Dooley interjected, “I’m just saying to sit up here and say what you just said, and to hold this community hostage with some of the untruths you just said is unfortunate.”

As the council took a roll-call vote on holding the bill, both Wasinger and Fraser also said they were worried about permanent service elimination in their respective districts.

“Earlier this year, this council voted to agree to $10 million less money spent on Metro than it had spent in previous years,” Fraser said. “We had a more clear, 50-50 percentage of money for public works and Metro. And, in fact, this council perfected that bill with a 6-1 vote. I was the one, singular, negative vote at that time because I felt that Metro deserved and needed that extra $10 million.

“And I’m very distressed that, in fact, areas of my district, 5th District St. Louis County, south county, in fact, have been hurt by some of these cuts. I do think Metro is crucial to our area. It is a vital part of our area, and MetroLink, MetroBuses, all of that is crucial to getting people to work. I do not see an issue with holding it for a week.”

After the vote, Dooley advised the council to “take responsibility for their actions.”

“And to sit up here and talk about leadership, from this individual from that end of the table, from Mr. Quinn, that doesn’t say anything at anytime for any reason other than foolishness.”

Addressing the audience in the council chamber, Dooley said, “What they’re playing right now is pure politics at its worst — at its worst. And I’m to the point whereas, I’m a realistic individual, I’ll work with anybody. But to sit up here and mislead people intentionally is truly unfortunate, and I’m not going to put up with it anymore.

“You’re either going to tell the truth, or not tell the truth. To indicate that this council don’t care about senior citizens, anyplace in this county, is untrue. It is silly and inappropriate. We’re concerned about every citizen in this community, wherever they live. If it’s south county, north county, west county or central, it makes no difference.

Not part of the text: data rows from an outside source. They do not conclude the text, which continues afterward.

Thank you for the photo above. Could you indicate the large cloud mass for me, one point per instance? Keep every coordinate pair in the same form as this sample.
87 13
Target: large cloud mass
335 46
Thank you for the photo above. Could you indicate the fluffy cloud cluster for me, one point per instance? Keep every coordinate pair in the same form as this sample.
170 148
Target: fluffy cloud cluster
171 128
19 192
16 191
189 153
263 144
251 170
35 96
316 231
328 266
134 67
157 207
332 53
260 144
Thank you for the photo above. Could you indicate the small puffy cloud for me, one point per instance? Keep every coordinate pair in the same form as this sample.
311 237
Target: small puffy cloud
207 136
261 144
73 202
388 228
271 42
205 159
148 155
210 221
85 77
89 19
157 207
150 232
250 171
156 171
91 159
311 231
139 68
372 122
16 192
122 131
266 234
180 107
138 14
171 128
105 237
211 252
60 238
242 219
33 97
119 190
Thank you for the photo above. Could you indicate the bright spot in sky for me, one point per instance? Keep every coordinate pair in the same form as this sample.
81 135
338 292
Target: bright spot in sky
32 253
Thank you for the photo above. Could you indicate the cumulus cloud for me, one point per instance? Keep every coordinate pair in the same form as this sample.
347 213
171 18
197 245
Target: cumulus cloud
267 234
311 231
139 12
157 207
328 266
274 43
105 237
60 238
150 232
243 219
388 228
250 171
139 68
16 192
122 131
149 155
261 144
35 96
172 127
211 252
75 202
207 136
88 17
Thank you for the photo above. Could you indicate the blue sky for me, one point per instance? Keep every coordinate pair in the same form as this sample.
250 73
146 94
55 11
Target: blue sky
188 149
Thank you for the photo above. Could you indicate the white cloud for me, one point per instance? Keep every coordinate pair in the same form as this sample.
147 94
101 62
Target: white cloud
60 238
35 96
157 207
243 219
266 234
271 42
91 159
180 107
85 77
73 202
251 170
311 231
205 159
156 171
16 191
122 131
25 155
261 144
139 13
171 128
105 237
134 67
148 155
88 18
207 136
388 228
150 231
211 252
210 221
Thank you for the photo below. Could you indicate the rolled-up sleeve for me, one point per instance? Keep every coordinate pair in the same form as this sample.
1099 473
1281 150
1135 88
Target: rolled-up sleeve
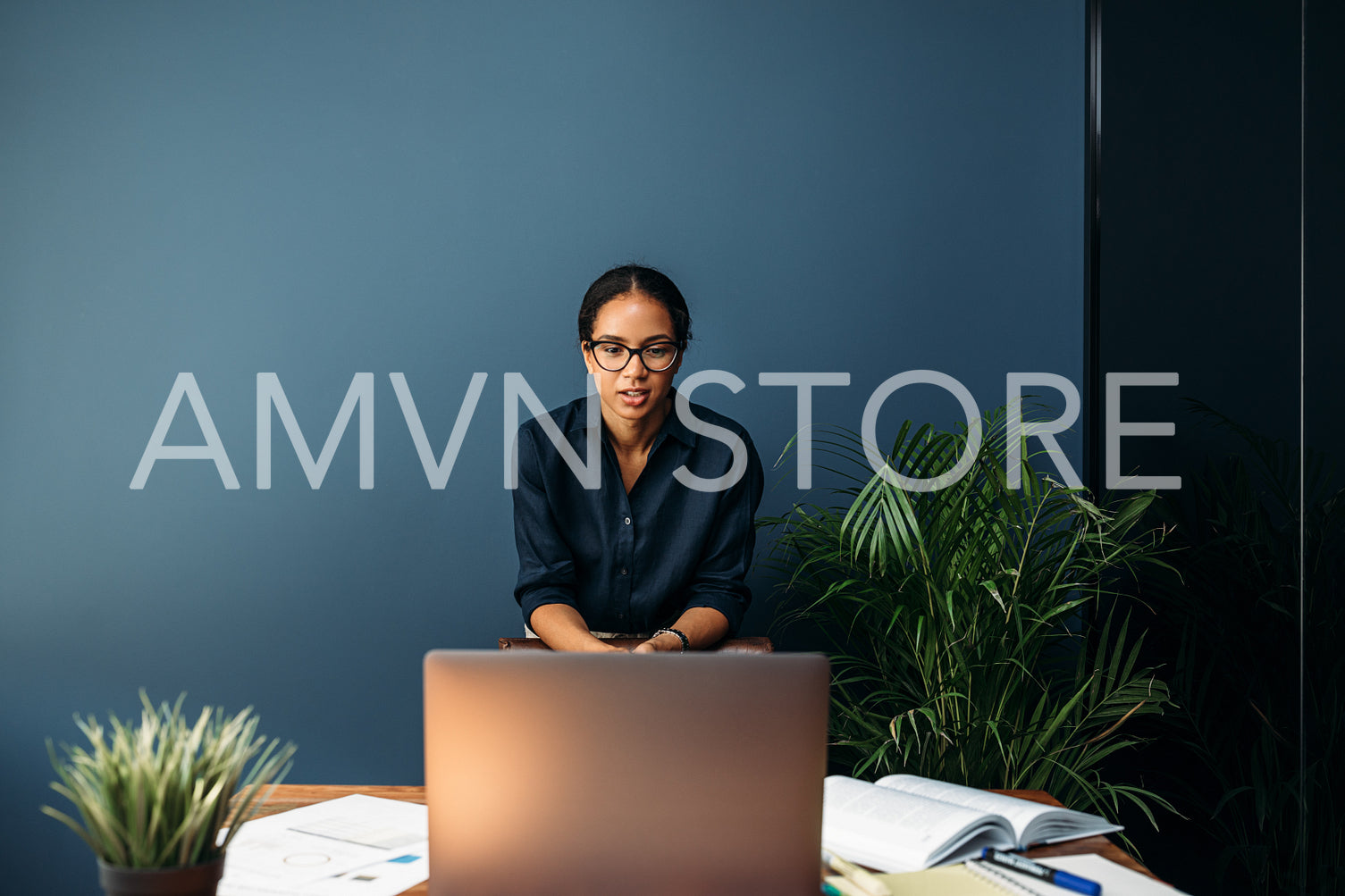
545 564
719 577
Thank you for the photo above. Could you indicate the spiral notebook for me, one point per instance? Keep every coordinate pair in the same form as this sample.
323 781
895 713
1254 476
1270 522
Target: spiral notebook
979 879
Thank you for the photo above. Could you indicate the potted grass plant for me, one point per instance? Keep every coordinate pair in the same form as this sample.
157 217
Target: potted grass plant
152 800
971 627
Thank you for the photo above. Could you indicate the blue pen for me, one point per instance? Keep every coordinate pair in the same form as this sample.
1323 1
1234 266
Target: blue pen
1041 872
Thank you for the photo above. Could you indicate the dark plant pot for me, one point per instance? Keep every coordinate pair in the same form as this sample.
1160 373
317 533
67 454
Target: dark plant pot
187 880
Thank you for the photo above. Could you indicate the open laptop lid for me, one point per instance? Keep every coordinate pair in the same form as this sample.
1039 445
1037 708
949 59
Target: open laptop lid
671 774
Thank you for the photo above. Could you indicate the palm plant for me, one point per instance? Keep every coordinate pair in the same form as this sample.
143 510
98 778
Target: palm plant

“But my friends, if you don’t have the money, somebody’s going to get cut. It’s unfortunate. We’ve got to do the very best that we can, to show leadership, to move our community forward. I would suggest to you that, if some people on this council would’ve supported the MetroLink, we wouldn’t be in this condition today; it would be resolved …,” Dooley said. “But it’s unfortunate when you’re just in it for political football that makes no sense whatsoever. We got the money. Move forward. And that’s it.”

Stenger, however, maintained that delaying the appropriation “is not a game.”

“It’s real. This is the residents of the 6th District getting their share of their Metro tax dollars, and that’s what I’m fighting for,” he told the Call. “Those who would call this a game, and call it ‘political football’ are in fact the individuals who are calling the shots on this issue. They’re the ones who are allocating the money, but it’s my job to either appropriate it or not appropriate it.

“Once again, we’re seeing checks and balances in action here, and if those who are going to be calling the shots on the allocations cut the 6th District out, then I’m going to exercise my check and balance and vote ‘no’ on the appropriation.”